I don’t want to sound like I am trivializing the matter, but in many ways the American Revolution was a Businessman’s War. The beginning of troubles came not so much from King George III as from Parliament, whose heavy regulations and protectionist tariffs angered the American colonists; basically all they wanted was a level field for marketing and delivering their goods. But the New World was richer than England could pay for, and Parliament compensated by discounting American goods and giving preferences to British companies, in punitive practices which damaged colonists’ finances and outraged the colonial Congress. Rather than compromise to reach an amicable agreement, Parliament instead added to the tax burden, and began to send troops to occupy suspected trouble spots. In an obvious case of the self-fulfilling prophecy, people forced to house and feed troops send to punish their towns were indeed angry, to the point of rebellion, and by the time anyone in Parliament began to reconsider their actions, violence had begun and spread.

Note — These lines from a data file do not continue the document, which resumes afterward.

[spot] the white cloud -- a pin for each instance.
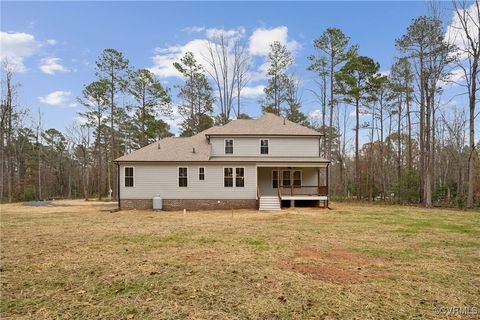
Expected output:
(261, 39)
(385, 72)
(56, 98)
(455, 33)
(315, 114)
(194, 29)
(165, 57)
(176, 119)
(214, 33)
(252, 92)
(16, 46)
(50, 65)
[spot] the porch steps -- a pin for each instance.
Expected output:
(269, 203)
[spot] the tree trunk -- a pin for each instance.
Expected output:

The connection between Business and Politics is long-standing, and has often been contentious. While there have been clashes, and some corrections took too long to happen, America has thrived in large part because the American Dream is real, and it allows someone to succeed on the strength of their own work. Nobody owes you a fortune, but anybody can make one. You have to know the Immutable Laws of Business, though, the ones that don’t change no matter where you are or what you are doing.

1. To succeed in Business, you have to either make or do something people need, something people want, or provide something which makes people’s lives better. There is no right to succeed; if you want to survive, you have to be about the customer.

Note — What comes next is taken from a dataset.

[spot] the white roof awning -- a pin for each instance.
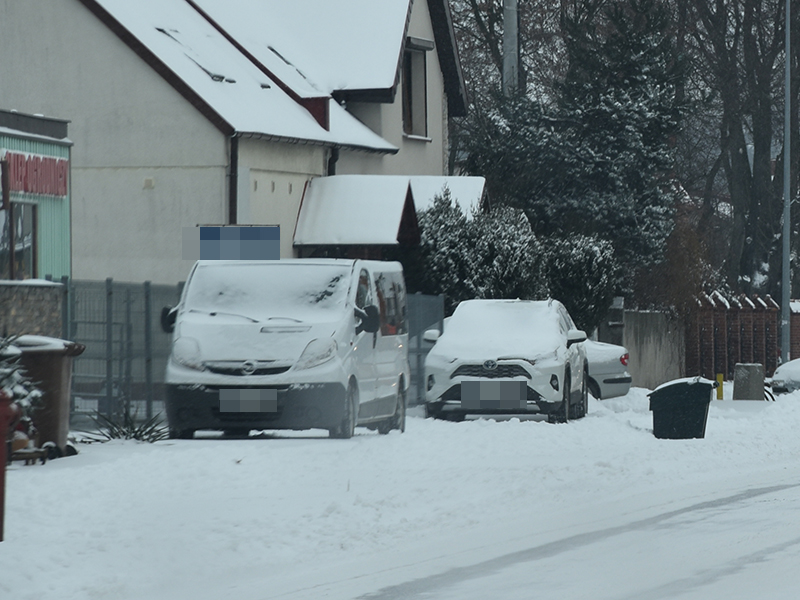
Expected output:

2. Bad consequences are far more permanent than good consequences. So you’d better be able to address complaints and correct mistakes.

3. Nothing made by man is a necessity. Even if you make a great product, someone will try to make it cheaper, better, or more convenient.

4. Honesty matters. You will screw up sometimes, and things will go wrong. What happens next depends on whether you’re up to be accountable.

5. A business is only as good as its people. Especially the ones the customer sees everyday.

6. Listen to the customer.

7. No one owes you anything.




By the way, that USPS package is apparently still sitting in a Washington State airport, and no one at the USPS has any intention of looking for it anytime soon. That tells a lesson all its own.